Muni Maturing? Proceed With Caution!

Includes: GMMB, ITM, SHM, SMMU
by: Jon R. Orcutt

This June and coming July will represent the peak in municipal bond maturities for the year, with an estimated $87 billion dollars coming due. If you find yourself owning one of these bonds, then I would encourage you to proceed with extreme caution. There are two reasons for this and they are as follows:

1) New-issuance was down 32% last year and that trend is expected to continue.

2) Interest rates remain at historical lows.

With new issuance continuing to look sluggish, municipal bond investors will be competing against each other for the few new-issues available. With pickings slim that may lead investors to base their decisions purely based on yield. That leads me to my second concern and that is the fact that interest rates remain at or near all-time lows.

With interest rates at zero it does not take much insight to realize that at some point, rising interest rates will send long-term bond prices down. It is just a matter of "when" rather than "if". This rise in interest rates could come from an explosion in inflation, which is not good for anyone, or from strong economic growth over the next few years. The fact that long-term bond prices have been sent artificially higher by the Fed's "Operation Twist" program scares me. For those of you that are not familiar with "Operation Twist", it is a program that was implemented because the Fed can't reduce short-term interest rates any further because they're already at zero. Therefore, the Fed wanted to reduce long-term interest rates instead. They do this by selling short-term bonds and using the proceeds to buy long-term bonds. When you buy more of something, you raise the price. When you raise the price of a bond, you lower the interest rate. So what the Fed is doing is artificially lowering long-term interest rates.

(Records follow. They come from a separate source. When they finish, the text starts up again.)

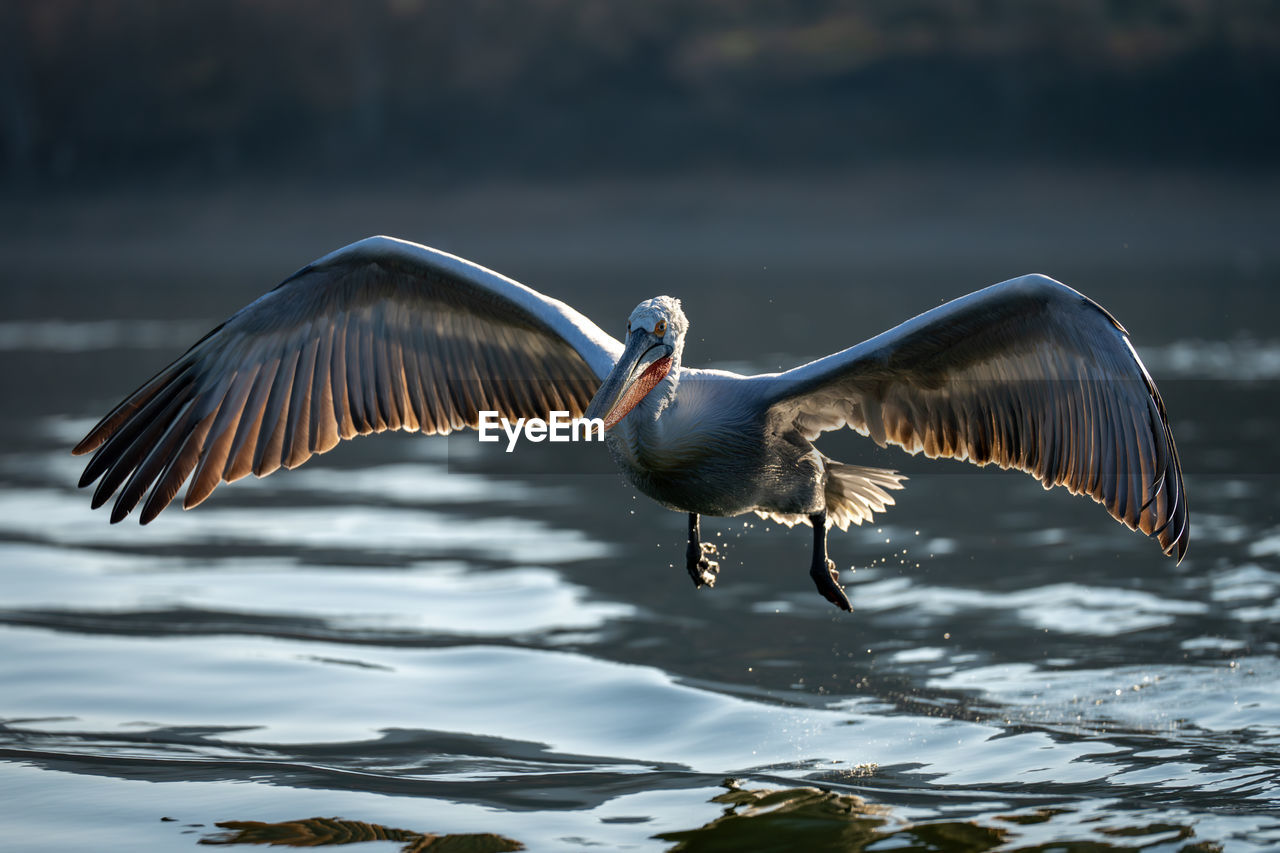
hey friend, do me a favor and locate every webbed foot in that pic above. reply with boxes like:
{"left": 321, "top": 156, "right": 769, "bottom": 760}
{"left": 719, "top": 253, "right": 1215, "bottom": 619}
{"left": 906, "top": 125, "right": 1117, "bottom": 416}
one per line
{"left": 809, "top": 556, "right": 851, "bottom": 611}
{"left": 687, "top": 540, "right": 721, "bottom": 588}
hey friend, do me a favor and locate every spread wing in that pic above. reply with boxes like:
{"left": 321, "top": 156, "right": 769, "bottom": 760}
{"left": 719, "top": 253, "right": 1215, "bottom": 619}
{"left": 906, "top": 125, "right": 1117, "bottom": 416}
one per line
{"left": 73, "top": 236, "right": 623, "bottom": 524}
{"left": 764, "top": 274, "right": 1188, "bottom": 560}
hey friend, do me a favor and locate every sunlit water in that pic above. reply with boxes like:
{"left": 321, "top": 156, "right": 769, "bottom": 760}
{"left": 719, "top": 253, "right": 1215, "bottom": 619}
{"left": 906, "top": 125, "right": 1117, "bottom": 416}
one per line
{"left": 2, "top": 177, "right": 1278, "bottom": 851}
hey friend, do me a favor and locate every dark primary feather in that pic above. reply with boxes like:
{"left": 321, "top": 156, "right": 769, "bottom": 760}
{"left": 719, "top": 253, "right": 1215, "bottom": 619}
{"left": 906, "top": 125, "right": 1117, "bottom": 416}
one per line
{"left": 768, "top": 274, "right": 1189, "bottom": 561}
{"left": 73, "top": 238, "right": 611, "bottom": 523}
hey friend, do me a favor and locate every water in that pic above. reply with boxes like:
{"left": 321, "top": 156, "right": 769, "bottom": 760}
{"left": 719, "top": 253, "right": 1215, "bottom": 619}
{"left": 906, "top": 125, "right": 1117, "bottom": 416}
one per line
{"left": 2, "top": 170, "right": 1278, "bottom": 851}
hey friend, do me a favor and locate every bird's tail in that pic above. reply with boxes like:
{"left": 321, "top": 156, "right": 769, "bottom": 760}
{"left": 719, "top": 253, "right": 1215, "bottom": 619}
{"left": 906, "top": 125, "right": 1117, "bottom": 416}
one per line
{"left": 753, "top": 457, "right": 906, "bottom": 531}
{"left": 822, "top": 460, "right": 906, "bottom": 531}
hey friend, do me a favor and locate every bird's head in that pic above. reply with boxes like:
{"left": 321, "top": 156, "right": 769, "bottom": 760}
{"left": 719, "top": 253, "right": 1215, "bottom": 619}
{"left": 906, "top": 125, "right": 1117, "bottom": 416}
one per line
{"left": 584, "top": 296, "right": 687, "bottom": 430}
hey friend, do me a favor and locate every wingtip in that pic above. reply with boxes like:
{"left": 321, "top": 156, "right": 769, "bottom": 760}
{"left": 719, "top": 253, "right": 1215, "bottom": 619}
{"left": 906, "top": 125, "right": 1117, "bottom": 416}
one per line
{"left": 139, "top": 501, "right": 163, "bottom": 525}
{"left": 73, "top": 424, "right": 110, "bottom": 456}
{"left": 1162, "top": 516, "right": 1190, "bottom": 564}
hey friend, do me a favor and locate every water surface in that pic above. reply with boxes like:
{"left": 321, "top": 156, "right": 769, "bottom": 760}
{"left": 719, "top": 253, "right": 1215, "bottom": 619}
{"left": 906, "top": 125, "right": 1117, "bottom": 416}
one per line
{"left": 2, "top": 172, "right": 1278, "bottom": 850}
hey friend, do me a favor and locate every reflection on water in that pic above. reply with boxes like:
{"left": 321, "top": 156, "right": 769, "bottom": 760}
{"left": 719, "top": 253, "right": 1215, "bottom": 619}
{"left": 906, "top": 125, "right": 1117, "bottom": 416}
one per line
{"left": 657, "top": 783, "right": 897, "bottom": 853}
{"left": 201, "top": 817, "right": 523, "bottom": 851}
{"left": 658, "top": 782, "right": 1222, "bottom": 853}
{"left": 195, "top": 786, "right": 1220, "bottom": 853}
{"left": 2, "top": 182, "right": 1279, "bottom": 852}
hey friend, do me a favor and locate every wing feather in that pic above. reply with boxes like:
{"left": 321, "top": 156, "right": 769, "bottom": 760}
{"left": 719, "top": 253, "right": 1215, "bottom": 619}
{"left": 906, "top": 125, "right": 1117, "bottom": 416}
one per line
{"left": 764, "top": 274, "right": 1189, "bottom": 560}
{"left": 328, "top": 310, "right": 356, "bottom": 440}
{"left": 225, "top": 353, "right": 278, "bottom": 482}
{"left": 142, "top": 409, "right": 218, "bottom": 524}
{"left": 353, "top": 315, "right": 378, "bottom": 433}
{"left": 408, "top": 318, "right": 447, "bottom": 434}
{"left": 186, "top": 364, "right": 260, "bottom": 508}
{"left": 254, "top": 337, "right": 301, "bottom": 477}
{"left": 74, "top": 236, "right": 622, "bottom": 523}
{"left": 282, "top": 327, "right": 320, "bottom": 468}
{"left": 110, "top": 398, "right": 197, "bottom": 523}
{"left": 308, "top": 322, "right": 340, "bottom": 454}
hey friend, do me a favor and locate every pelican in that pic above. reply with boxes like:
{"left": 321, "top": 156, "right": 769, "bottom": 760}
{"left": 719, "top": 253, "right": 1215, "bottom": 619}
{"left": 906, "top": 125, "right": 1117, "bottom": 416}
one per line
{"left": 73, "top": 236, "right": 1188, "bottom": 610}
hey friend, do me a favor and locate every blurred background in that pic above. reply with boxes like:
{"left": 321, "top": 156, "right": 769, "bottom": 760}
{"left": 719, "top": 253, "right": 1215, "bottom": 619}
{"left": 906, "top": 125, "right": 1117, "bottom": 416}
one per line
{"left": 2, "top": 3, "right": 1279, "bottom": 852}
{"left": 2, "top": 0, "right": 1278, "bottom": 186}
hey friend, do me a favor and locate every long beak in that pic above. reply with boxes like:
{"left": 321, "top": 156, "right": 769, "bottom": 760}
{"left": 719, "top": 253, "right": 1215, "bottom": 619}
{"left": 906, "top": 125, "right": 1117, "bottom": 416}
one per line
{"left": 584, "top": 329, "right": 674, "bottom": 430}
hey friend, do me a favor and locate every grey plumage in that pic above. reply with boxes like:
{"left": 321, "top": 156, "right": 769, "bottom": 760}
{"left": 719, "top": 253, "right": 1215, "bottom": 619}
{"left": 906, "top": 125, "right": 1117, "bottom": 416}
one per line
{"left": 75, "top": 237, "right": 613, "bottom": 523}
{"left": 764, "top": 276, "right": 1187, "bottom": 558}
{"left": 74, "top": 237, "right": 1189, "bottom": 608}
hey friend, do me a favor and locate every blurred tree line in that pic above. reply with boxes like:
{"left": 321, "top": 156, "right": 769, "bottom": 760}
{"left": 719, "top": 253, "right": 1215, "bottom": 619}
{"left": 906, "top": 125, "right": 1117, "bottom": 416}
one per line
{"left": 1, "top": 0, "right": 1277, "bottom": 186}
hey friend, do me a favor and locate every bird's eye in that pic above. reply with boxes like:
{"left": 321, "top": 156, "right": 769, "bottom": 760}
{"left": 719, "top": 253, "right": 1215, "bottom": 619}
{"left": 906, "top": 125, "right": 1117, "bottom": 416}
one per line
{"left": 654, "top": 319, "right": 667, "bottom": 337}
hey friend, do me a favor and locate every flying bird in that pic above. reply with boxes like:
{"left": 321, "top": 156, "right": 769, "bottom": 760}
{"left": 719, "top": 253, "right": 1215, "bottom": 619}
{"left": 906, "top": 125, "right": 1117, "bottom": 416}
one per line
{"left": 73, "top": 237, "right": 1189, "bottom": 610}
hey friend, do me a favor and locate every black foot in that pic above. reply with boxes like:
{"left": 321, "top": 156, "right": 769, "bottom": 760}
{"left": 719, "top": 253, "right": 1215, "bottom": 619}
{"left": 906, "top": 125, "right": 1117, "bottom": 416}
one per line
{"left": 686, "top": 540, "right": 721, "bottom": 588}
{"left": 810, "top": 557, "right": 851, "bottom": 611}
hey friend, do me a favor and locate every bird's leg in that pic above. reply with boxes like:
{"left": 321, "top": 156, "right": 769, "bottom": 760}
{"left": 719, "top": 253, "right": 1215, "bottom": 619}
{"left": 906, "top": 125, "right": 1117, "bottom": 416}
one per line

Investors who are in absolute need of federally exempt income and cannot resist the temptation to buy another issue with the proceeds, may want to consider a shorter duration municipal bond ETF. With few issues to pick from and interest rate risk looking down at us, I feel shorter duration options would be the prudent way to go at this time. Here are few national municipal ETFs that are composed of shorter to intermediate term bonds:

Market Vectors Intermediate Muni ETF (NYSEARCA:ITM) - Average duration is 8.49 years ; 12-mo yield = 3.02%

Columbia Intermediate Muni Bond Strategy Fund (NYSEARCA:GMMB) - Average Duration is 5.59 years ; 12-mo yield = 2.52%

SPDR Nuveen Barclays Capital Short-Term Muni Bond (NYSEARCA:SHM) - Average Duration is 2.84 years; 12-mo yield = 1.38%

PIMCO Short Term Muni Bond Strategy ETF (NYSEARCA:SMMU) - Average Duration is 1.79 years; 12-mo yield = .97%

As is the case with most national municipal portfolios, you may not receive exemption from state and local taxes, but at this time that sacrifice may be worth it to protect your principal over the long-term.

Disclosure: I have no positions in any stocks mentioned, and no plans to initiate any positions within the next 72 hours.